涙目の邪竜とミルファの間でもまたそうして縛りが追加されることとなった。


「ウ、ウゥッ……! これからこの姿のまま、どうやって生きていけと……っ?」


地面に膝を着いて嘆くその邪竜からは、もはや宙を飛んでいたころの勇ましさも禍々しさもなく、ただただ小さく見えた。

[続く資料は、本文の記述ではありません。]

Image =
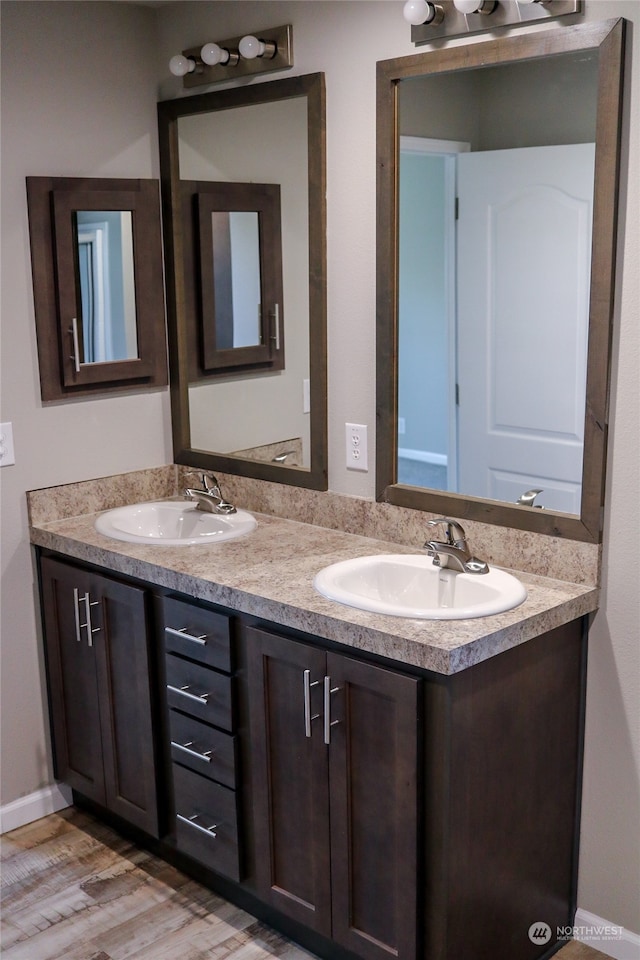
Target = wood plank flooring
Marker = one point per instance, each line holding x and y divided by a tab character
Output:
73	889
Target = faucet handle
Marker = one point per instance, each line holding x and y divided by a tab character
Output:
454	531
209	482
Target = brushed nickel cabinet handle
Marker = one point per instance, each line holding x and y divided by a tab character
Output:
90	628
276	325
190	823
186	748
307	702
184	692
328	722
76	344
76	613
182	632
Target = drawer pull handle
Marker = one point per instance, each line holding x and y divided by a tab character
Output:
182	632
185	747
184	692
190	821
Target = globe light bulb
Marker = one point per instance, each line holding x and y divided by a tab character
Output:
250	47
418	11
180	66
212	54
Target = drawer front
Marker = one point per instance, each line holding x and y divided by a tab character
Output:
206	822
197	633
203	749
199	691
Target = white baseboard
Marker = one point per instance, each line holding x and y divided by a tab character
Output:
609	938
34	806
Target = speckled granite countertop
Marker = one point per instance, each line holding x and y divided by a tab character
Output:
269	574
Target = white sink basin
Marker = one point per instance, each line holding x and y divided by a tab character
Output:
172	523
412	586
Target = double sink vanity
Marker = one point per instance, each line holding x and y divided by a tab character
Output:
372	785
306	703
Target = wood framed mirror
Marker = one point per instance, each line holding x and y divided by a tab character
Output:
264	418
96	254
493	99
233	277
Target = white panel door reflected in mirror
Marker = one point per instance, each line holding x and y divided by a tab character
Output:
107	289
494	231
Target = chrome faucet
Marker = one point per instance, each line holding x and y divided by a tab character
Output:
454	551
209	498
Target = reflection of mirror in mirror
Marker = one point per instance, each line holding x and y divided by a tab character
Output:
239	144
104	241
496	177
236	271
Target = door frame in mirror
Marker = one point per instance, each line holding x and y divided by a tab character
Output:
312	87
607	38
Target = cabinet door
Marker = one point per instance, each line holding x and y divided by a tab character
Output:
99	690
124	680
73	687
290	777
372	725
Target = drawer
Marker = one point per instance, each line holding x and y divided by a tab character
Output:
203	749
196	633
199	691
206	822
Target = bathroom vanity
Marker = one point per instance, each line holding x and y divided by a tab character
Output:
370	785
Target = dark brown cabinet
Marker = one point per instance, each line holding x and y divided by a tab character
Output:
334	761
366	811
98	665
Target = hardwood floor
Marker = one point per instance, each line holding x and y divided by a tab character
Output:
73	889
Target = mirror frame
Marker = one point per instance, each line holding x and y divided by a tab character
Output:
312	87
51	202
607	38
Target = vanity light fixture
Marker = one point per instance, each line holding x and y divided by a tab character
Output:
452	18
421	11
180	66
252	47
485	7
212	54
237	57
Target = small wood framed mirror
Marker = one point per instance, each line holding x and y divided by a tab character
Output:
96	255
233	277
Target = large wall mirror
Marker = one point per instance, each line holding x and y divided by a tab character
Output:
497	194
252	410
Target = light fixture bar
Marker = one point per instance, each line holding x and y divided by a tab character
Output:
239	66
503	13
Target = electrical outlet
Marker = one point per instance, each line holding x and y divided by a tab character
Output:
357	452
7	453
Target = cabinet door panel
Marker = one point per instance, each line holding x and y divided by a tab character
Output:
290	779
372	768
73	690
124	671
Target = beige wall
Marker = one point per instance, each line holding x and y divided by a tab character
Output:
60	118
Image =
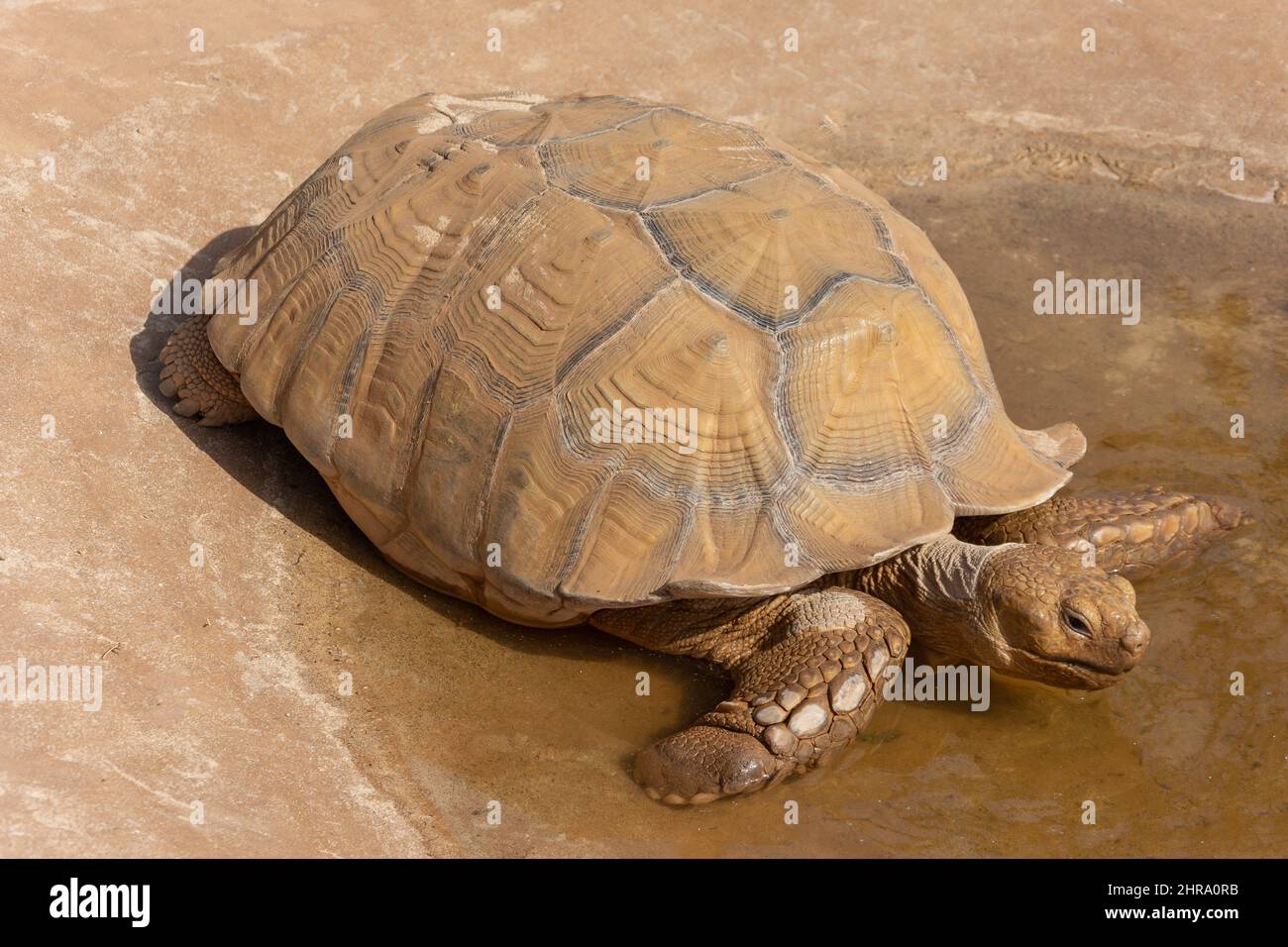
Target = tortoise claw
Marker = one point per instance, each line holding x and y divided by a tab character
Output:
700	764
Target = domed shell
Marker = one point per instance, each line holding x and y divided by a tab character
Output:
555	356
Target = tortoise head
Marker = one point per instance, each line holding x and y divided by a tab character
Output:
1046	616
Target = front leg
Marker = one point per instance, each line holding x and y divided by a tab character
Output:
807	676
1132	532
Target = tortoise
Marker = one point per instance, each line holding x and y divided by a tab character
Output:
597	360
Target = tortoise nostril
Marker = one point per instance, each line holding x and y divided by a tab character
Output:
1134	641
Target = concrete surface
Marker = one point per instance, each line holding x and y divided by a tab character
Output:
222	682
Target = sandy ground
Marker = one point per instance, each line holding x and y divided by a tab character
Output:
128	155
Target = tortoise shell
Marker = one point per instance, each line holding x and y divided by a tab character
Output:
557	356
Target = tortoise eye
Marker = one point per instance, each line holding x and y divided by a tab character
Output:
1077	624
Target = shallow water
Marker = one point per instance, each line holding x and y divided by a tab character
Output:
455	709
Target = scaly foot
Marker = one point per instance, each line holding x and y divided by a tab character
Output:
809	684
193	375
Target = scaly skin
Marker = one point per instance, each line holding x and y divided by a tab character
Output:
1132	532
807	667
196	376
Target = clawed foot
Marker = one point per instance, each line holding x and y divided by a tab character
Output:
193	375
806	692
703	763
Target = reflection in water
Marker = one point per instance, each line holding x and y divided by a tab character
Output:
459	709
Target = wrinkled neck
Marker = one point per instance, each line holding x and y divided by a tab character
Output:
936	589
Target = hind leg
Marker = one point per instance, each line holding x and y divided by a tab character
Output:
1132	532
193	375
807	671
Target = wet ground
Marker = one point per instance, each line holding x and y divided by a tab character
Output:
223	684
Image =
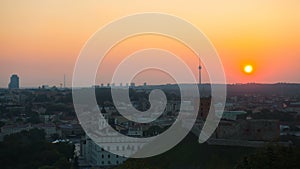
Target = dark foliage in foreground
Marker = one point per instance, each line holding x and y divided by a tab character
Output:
30	150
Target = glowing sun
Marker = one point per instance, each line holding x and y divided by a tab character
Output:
248	69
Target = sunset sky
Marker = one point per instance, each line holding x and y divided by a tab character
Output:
41	40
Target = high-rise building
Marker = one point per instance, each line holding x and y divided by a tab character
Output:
14	82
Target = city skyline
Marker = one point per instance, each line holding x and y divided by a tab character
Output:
42	40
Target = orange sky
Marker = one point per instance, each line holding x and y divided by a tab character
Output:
40	40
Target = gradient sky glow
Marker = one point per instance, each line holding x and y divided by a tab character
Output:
40	40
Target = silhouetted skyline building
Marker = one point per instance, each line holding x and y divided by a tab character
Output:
14	82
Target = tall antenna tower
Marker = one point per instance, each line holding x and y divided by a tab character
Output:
200	67
64	81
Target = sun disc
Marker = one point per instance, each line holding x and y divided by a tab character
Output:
248	69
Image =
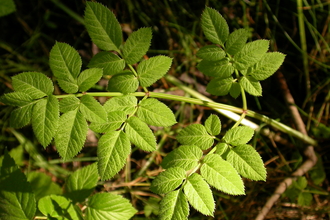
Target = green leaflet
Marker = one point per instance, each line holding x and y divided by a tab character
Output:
103	27
154	112
81	183
42	184
267	66
108	61
45	118
92	110
220	68
65	63
168	180
221	175
69	104
115	120
124	82
238	135
251	85
21	116
220	86
137	45
174	206
126	103
112	152
19	99
89	78
105	206
247	162
195	134
250	54
16	196
34	84
211	53
140	134
199	194
151	70
59	207
71	134
213	125
214	26
236	41
185	156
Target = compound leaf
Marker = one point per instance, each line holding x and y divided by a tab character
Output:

「ジョウ君、自分でやっておいてなんだけど、ちょっと面倒なことになっちゃったわね」


ミルファが腕を組んで悩まし気にする。


「人間の姿になって邪竜バレはしなくなったとはいえ、今の状態でも身体能力はかなりの水準だと思うの。このまま野放しにするのは危険よ」


「うーん、まあ確かに……じゃあもう、連れて帰るしかないか」


ため息混じりの俺の言葉に、ミルファもまた渋々といった様子で頷いた。


「そうね……その中で、人の生活というものを知ってもらうしかないと思うわ」


「それでどうにかなるもんかなぁ……」


「人に対する見方というものが変わってくれればいいのだけれど、どうでしょうね」


そんなわけで、邪竜(少女擬態バージョン)がお供にしてアドニスに帰還することになってしまった俺たちだった。